Just then, Team Alabama comes by, and the boys are kind enough to loan us a solar charger for our InReach tracking device that we accidentally left on all night long after recharging it in Onion Valley. I plug it in, attach the charger to my backpack, and away we go.
We hike down to the South Fork of the King’s River. Our guidebook warned this could be a difficult crossing, and it definitely appears to be the toughest one for me yet. The water is flowing fast over a rock slab, which makes fording an unattractive option. A large tree looks like the best option, but it is about 5 feet above the water, so balance is going to be the key in this situation.
Matt crosses the river with ease, but, of course, my legs start shaking the second I take two steps on the log away from the riverbank. I am frozen and can’t move forward or backward. Matt drops his bag on the opposite bank and comes back across the log to help me out. It’s not pretty, but I manage to make it across with Matt’s help. I am definitely glad to have that one behind me.
From there, “up” is the name of the day, and we have a long, slow 5+ mile ascent through the Upper Basin toward Mather Pass. For the 11th straight day, the weather is perfect with nary a cloud in the sky, but we notice that the temps are definitely on the rise. We are hot, and by lunchtime we are dying for some relief.
We cross a pretty stream and find a nice patch of shade in which to rest. When we finally muster the energy, we filter some cold, fresh water to drink and then soak our hot, swollen feet in the cold water. It feels amazing to cool the dogs, and we love the shrinking effect the chilly water has on them. All of a sudden, our tight-fitting boots have some spare room in them again, and it’s a wonderful feeling, even if it is only short-lived.
Back on the trail, it’s a few more hours until we reach the pass. The Upper Basin scenery is incredible with big views all around us in every direction. Once we think we are pretty close to the base of the pass, we stop and eat our Pro Bar Bolt energy chews, which we have found give us a nice boost, especially toward the end of a long day or just before a big physical challenge like Mather Pass.
We are just about to take off when we see a park ranger hiking down the trail towards us. We love talking to rangers, so we decide to chill out for a few minutes to wait for him. Ranger Bob is friendly but definitely one of the more interesting rangers we’ve had the pleasure of meeting. He seems like an SNL character who delivers advice like a wise guru, with random, strange, long pauses that we don’t really know how to respond to. The longer he talks, the more I can feel the energy from the Bolts being sucked out of me.
We finally manage to end the conservation and get going again, but it is too late. We are dragging again in no time, and the pass proves to be a real challenge. We were actually a lot farther from the climb than we thought when we stopped. Once we start heading up, the terrain is rocky and loose, and the switchbacks seem to last forever. Throw in a little snow, and this pass has got it all. Bring it on, JMT!
We finally make it to the top, and the views north to the Palisades make it all worthwhile. We chat with a few different people at the top and have fun trading trail tales.

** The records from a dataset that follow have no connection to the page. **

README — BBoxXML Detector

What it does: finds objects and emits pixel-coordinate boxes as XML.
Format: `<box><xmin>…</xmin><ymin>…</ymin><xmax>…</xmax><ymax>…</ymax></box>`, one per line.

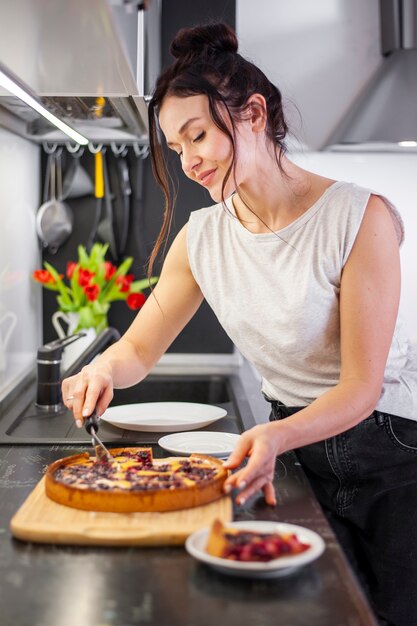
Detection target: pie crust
<box><xmin>45</xmin><ymin>448</ymin><xmax>228</xmax><ymax>513</ymax></box>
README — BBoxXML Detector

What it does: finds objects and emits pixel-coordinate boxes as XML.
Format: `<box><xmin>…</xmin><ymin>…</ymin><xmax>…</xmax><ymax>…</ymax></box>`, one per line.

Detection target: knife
<box><xmin>85</xmin><ymin>410</ymin><xmax>113</xmax><ymax>461</ymax></box>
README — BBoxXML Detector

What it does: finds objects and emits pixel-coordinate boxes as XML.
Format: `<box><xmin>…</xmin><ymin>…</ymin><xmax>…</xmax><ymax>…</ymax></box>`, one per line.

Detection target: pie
<box><xmin>206</xmin><ymin>520</ymin><xmax>310</xmax><ymax>561</ymax></box>
<box><xmin>45</xmin><ymin>448</ymin><xmax>228</xmax><ymax>513</ymax></box>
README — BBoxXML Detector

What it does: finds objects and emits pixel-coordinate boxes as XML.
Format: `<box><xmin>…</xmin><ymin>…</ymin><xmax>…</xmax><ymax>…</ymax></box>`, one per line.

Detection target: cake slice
<box><xmin>206</xmin><ymin>520</ymin><xmax>310</xmax><ymax>562</ymax></box>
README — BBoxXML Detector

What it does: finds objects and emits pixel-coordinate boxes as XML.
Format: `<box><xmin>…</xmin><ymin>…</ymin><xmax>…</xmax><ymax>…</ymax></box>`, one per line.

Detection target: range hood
<box><xmin>0</xmin><ymin>0</ymin><xmax>160</xmax><ymax>144</ymax></box>
<box><xmin>325</xmin><ymin>0</ymin><xmax>417</xmax><ymax>151</ymax></box>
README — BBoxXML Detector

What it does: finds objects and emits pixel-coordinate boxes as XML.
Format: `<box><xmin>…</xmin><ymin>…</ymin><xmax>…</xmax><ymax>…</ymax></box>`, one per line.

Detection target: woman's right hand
<box><xmin>62</xmin><ymin>362</ymin><xmax>113</xmax><ymax>428</ymax></box>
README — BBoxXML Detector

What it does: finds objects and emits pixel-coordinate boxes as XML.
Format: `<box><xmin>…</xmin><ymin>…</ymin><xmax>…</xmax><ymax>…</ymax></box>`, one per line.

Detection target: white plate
<box><xmin>158</xmin><ymin>430</ymin><xmax>240</xmax><ymax>458</ymax></box>
<box><xmin>101</xmin><ymin>402</ymin><xmax>227</xmax><ymax>433</ymax></box>
<box><xmin>185</xmin><ymin>521</ymin><xmax>325</xmax><ymax>578</ymax></box>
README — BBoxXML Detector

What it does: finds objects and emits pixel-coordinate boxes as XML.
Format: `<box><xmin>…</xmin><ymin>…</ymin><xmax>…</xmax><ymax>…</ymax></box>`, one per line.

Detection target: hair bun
<box><xmin>170</xmin><ymin>23</ymin><xmax>238</xmax><ymax>60</ymax></box>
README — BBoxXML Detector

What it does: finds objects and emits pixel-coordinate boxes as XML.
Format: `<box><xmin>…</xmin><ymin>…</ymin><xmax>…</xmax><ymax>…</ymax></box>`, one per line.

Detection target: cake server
<box><xmin>85</xmin><ymin>410</ymin><xmax>113</xmax><ymax>460</ymax></box>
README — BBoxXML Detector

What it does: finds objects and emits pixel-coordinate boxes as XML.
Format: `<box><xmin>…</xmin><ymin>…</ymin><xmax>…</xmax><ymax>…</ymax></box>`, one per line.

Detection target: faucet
<box><xmin>36</xmin><ymin>327</ymin><xmax>120</xmax><ymax>412</ymax></box>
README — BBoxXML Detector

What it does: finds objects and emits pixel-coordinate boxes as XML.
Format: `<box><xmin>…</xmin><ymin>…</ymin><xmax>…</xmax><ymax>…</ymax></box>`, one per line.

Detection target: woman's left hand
<box><xmin>223</xmin><ymin>423</ymin><xmax>282</xmax><ymax>506</ymax></box>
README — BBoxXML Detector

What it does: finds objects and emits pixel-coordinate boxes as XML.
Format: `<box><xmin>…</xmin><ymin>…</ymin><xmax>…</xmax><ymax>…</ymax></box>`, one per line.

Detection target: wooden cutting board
<box><xmin>10</xmin><ymin>478</ymin><xmax>232</xmax><ymax>546</ymax></box>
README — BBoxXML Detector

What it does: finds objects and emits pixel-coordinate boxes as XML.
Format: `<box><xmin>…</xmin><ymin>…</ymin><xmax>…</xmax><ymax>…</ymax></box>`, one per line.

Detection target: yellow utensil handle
<box><xmin>94</xmin><ymin>152</ymin><xmax>104</xmax><ymax>198</ymax></box>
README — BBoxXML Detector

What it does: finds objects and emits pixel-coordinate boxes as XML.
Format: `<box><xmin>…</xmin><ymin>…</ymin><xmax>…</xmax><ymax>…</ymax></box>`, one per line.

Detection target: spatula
<box><xmin>85</xmin><ymin>410</ymin><xmax>113</xmax><ymax>461</ymax></box>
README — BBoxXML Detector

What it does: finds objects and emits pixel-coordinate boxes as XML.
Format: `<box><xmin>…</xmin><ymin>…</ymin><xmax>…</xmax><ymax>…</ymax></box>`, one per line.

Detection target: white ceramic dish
<box><xmin>158</xmin><ymin>430</ymin><xmax>239</xmax><ymax>458</ymax></box>
<box><xmin>185</xmin><ymin>521</ymin><xmax>325</xmax><ymax>578</ymax></box>
<box><xmin>101</xmin><ymin>402</ymin><xmax>227</xmax><ymax>433</ymax></box>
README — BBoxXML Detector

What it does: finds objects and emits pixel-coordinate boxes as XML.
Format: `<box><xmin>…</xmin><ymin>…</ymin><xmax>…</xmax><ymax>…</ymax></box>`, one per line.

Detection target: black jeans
<box><xmin>268</xmin><ymin>400</ymin><xmax>417</xmax><ymax>626</ymax></box>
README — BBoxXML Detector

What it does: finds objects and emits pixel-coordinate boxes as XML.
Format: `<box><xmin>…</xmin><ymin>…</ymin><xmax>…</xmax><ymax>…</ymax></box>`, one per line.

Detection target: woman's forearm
<box><xmin>276</xmin><ymin>380</ymin><xmax>379</xmax><ymax>453</ymax></box>
<box><xmin>92</xmin><ymin>337</ymin><xmax>154</xmax><ymax>389</ymax></box>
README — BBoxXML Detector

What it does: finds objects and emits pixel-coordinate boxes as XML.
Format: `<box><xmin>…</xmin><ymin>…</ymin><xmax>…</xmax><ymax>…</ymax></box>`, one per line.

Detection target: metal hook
<box><xmin>65</xmin><ymin>141</ymin><xmax>84</xmax><ymax>159</ymax></box>
<box><xmin>42</xmin><ymin>141</ymin><xmax>57</xmax><ymax>154</ymax></box>
<box><xmin>110</xmin><ymin>141</ymin><xmax>126</xmax><ymax>156</ymax></box>
<box><xmin>88</xmin><ymin>141</ymin><xmax>106</xmax><ymax>154</ymax></box>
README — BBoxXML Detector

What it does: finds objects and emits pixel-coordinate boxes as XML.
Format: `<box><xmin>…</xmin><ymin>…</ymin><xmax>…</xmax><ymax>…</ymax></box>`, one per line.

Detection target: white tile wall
<box><xmin>0</xmin><ymin>129</ymin><xmax>42</xmax><ymax>398</ymax></box>
<box><xmin>291</xmin><ymin>152</ymin><xmax>417</xmax><ymax>342</ymax></box>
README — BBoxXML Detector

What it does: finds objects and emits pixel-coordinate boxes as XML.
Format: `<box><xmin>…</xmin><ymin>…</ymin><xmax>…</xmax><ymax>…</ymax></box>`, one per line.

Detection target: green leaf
<box><xmin>130</xmin><ymin>276</ymin><xmax>159</xmax><ymax>293</ymax></box>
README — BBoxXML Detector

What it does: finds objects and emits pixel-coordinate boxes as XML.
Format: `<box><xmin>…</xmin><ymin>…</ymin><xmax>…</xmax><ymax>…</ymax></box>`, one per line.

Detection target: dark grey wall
<box><xmin>44</xmin><ymin>0</ymin><xmax>235</xmax><ymax>353</ymax></box>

Next up is the long, rocky, snowy descent to the Palisades Lakes. We are hoping to make it to the lower lake where we think Team Alabama is, so we can return their solar charger, but, by the time we reach the upper lake, we are so tired, we can’t go any further. We find a nice, flat rock shelf site just before the river crossing and set up camp there. We have great views of the lake below.
In the nearby river, we attempt to do some laundry, but hand washing clothes is definitely not our forte. We are not sure how clean we got anything, but at least we got everything wet. Perhaps we even removed a layer of sweat and grime from them. Cleanliness may be next to godliness, but, in the woods, that’s definitely a relative concept! We spread our wet clothes out on the rocks, but the sun disappears behind the adjacent mountain very quickly, so drying them is going to be a slow process now.
When it is bedtime, everything is still soaking, so we take our wet clothes into our tent with us and try to do our best to hang the wettest offenders above us with some parachute cord. We’re so tired we don’t even care that we have less space than normal, and it’s not long before we are both passed out.